To evaluate an hparam set, one needs to evaluates each configuration. These configurations get passed into an inner-training script `learned_optimization/baselines/run_trainer.py<https://github.com/google/learned_optimization/blob/main/learned_optimization/baselines/run_trainer.py>`_ which then write out the results.

We release a folder with a large number of evaluations at gs://gresearch/learned_optimization/opt_curves/. To run your own, by default, these will be located at the environment variable LOPT_BASELINE_DIR, or ~/lopt_baselines by default. Each individual run gets stored in a nested folder.

The raw files are in numpy’s savez format, and can be loaded back.

import tensorflow as tf
import numpy as np
path = "gs://gresearch/learned_optimization/opt_curves/MLPMixer_ImageNet64_small16/Yogi_lr1e-05/10000_10_5_10/20220430_001348_8b9b03eb-b.curves"
data ={k:v for k,v in np.load(tf.io.gfile.GFile(path, "rb")).items()}

Or you can leverage learned_optimization.baselines.utils.load_baseline_results_from_dir which globs the directory, and loads all training curves.

Results from multiple trials: Archives

Often times we seek to look at results from multiple trials though. The AdamLR_10000_R5 hparam set, for example, runs 14 learning rates, with 5 random seeds each meaning 70 trials. As these results are useful together, we provide utils to aggregate these 70 files into a single file. These archives are created by `learned_optimization/baselines/run_archive.py<https://github.com/google/learned_optimization/blob/main/learned_optimization/baselines/run_archive.py>`_ which is again configured by gin. which then write out the results.

By default these are stored in the LOPT_BASELINE_ARCHIVES_DIR environment variable, or ~/lopt_baselines_archives. We also provide a set of baselines for many tasks in gs://gresearch/learned_optimization/opt_archives/.

As before, these are simply numpy savez files, and can be loaded directly or with learned_optimization.baselines.load_archive which takes a task name and a hparam set name.

Visualization of results

For ease of access, we have a simple function to visualize multiple different optimizers on a given task. This function loads all the hparam sets, finds the best hyper parameter configuration across the set, performs averages over the different random seeds, and then plots.
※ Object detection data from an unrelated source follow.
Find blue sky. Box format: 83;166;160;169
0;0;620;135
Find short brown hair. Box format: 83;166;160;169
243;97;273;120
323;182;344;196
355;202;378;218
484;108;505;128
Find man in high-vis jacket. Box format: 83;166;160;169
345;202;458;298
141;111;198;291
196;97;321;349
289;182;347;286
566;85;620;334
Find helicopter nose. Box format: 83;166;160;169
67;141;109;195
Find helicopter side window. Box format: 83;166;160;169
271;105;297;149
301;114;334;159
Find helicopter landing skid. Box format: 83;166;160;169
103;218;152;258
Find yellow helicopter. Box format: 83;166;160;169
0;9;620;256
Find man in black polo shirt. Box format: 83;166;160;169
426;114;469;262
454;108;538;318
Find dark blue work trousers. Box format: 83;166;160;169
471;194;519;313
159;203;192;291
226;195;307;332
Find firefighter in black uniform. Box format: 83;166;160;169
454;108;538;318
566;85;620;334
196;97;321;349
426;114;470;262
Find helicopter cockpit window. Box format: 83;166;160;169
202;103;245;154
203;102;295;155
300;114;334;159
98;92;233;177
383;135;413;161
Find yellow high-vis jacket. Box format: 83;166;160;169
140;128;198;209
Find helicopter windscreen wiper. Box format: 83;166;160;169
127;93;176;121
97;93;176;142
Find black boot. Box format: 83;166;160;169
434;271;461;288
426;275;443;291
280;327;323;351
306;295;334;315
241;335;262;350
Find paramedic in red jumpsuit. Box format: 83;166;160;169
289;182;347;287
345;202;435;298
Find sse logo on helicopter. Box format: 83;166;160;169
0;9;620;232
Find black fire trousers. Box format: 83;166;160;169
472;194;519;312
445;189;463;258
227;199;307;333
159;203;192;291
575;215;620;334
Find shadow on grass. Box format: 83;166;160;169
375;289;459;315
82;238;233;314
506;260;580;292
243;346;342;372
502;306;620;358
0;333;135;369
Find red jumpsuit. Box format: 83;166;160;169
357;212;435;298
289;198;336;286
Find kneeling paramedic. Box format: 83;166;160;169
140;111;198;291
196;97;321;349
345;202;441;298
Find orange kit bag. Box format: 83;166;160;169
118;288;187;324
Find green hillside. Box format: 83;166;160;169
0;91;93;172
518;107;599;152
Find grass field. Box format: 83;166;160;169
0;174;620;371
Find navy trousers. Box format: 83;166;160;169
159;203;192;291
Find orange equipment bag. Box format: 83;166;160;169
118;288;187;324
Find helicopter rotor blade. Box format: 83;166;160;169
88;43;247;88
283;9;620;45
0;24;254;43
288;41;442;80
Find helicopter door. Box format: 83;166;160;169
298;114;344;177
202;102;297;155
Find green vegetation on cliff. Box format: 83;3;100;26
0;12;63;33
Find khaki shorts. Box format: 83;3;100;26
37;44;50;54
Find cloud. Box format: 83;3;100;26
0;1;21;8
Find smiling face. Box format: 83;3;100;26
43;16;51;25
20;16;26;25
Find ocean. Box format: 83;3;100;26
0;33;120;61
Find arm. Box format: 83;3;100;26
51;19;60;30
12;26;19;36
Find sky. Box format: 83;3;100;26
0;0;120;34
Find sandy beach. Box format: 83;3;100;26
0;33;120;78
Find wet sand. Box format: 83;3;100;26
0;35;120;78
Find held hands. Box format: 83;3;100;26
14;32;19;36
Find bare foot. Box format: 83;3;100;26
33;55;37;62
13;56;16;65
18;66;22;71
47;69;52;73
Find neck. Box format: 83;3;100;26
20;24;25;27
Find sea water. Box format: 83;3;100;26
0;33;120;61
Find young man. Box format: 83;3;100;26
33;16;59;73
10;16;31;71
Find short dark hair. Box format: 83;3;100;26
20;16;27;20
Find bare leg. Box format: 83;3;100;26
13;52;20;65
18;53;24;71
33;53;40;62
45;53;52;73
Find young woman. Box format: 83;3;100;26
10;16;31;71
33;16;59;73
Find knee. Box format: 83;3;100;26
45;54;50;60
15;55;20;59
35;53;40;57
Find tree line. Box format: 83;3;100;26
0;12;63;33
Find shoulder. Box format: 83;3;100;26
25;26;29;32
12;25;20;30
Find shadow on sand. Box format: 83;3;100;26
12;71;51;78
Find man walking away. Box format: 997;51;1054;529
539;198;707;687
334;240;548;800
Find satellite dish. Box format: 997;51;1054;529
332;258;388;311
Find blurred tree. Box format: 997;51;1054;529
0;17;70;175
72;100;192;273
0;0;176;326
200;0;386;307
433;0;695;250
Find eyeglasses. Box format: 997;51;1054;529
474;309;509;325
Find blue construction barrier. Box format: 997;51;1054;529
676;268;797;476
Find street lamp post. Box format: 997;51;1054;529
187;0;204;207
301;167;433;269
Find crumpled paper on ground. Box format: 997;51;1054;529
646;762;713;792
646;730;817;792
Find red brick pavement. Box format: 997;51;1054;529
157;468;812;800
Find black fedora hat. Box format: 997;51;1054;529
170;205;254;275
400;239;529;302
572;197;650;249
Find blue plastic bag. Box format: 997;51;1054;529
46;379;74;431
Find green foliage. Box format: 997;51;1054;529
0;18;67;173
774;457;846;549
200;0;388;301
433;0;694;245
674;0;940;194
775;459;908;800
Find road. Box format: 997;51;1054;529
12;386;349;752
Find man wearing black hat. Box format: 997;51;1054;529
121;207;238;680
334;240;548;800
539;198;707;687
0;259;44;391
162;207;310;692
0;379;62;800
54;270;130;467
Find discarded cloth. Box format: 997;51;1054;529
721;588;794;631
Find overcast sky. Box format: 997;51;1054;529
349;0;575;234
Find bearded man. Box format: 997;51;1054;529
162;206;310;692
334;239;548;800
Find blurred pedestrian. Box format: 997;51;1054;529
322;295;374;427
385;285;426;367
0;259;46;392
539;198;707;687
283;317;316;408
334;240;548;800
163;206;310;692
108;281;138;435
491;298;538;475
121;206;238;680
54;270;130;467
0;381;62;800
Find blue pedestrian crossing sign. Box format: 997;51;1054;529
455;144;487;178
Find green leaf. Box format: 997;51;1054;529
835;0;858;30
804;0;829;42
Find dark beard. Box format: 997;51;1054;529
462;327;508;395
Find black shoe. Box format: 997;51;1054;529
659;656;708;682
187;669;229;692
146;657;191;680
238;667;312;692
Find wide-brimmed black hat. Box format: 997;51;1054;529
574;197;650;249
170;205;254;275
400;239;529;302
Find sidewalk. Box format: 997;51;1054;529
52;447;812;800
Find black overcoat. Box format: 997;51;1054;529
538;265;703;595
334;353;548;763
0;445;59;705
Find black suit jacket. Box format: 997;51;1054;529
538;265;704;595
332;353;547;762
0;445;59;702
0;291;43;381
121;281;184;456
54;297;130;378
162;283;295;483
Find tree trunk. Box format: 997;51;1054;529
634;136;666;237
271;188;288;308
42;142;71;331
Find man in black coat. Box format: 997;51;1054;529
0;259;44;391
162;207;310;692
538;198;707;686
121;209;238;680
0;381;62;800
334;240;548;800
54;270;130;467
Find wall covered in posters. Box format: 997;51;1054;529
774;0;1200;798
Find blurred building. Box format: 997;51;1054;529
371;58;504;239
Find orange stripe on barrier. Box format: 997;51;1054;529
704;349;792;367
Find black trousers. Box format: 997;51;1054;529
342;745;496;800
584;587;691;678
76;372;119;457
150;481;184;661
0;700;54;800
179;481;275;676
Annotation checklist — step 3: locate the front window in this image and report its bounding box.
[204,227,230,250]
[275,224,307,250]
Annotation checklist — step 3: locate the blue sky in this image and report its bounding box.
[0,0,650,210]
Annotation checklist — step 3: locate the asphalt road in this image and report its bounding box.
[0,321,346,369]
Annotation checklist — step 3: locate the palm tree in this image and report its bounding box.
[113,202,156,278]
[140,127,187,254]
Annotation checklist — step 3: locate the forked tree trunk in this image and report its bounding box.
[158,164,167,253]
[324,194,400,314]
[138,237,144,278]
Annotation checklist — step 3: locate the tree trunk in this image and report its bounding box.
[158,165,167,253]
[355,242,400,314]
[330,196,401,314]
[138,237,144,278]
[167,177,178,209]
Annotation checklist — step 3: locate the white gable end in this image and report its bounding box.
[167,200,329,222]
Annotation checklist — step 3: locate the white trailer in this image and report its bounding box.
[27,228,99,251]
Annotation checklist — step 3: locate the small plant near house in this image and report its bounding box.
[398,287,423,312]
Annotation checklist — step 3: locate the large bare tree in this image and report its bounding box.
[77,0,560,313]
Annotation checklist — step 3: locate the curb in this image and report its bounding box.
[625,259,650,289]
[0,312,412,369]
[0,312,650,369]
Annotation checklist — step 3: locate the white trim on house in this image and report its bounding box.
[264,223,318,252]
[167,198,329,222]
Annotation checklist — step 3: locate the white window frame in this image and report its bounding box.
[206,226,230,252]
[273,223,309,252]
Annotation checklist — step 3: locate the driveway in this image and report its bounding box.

from learned_optimization.baselines import vis
opt_sets = [
            "AdaBeliefLR_10000_R5",
            "AdamLR_10000_R5",
            "SGDLR_10000_R5",
            "SGDMLR_10000_R5",
            "RMSPropLR_10000_R5",
            "SM3LR_10000_R5",
            "SM3beta2_999_LR_10000_R5",
            "YogiLR_10000_R5",
            "RAdamLR_10000_R5",
            "LambLR_10000_R5",
            "LarsLR_10000_R5",
            "FromageLR_10000_R5",
            "AdamWLR_10000_R5",
            "AdafactorLR_10000_R5",
            "AdaGradLR_10000_R5",
            "OptList1k_10000_R5",
]

task_name = "Conv_Cifar10_32x64x64"
vis.plot_tasks_and_sets(task_name, opt_sets, alpha_on_confidence=0.0)
_images/vis_Conv_Cifar10_32x64x64.png

Normalization of losses

One cannot directly aggregate performance / loss values across all the different tasks as the loss values mean different things (e.g. cross entropy loss vs mean square error). Nevertheless, understanding aggregate performance is useful when evaluating optimizers. As a solution to this, we have developed loss normalizers which can be used to normalize all losses to the same scales. These normalizers themselves are based on performance measurements from different baselines. See learned_optimization/baselines/normalizers.py for more info.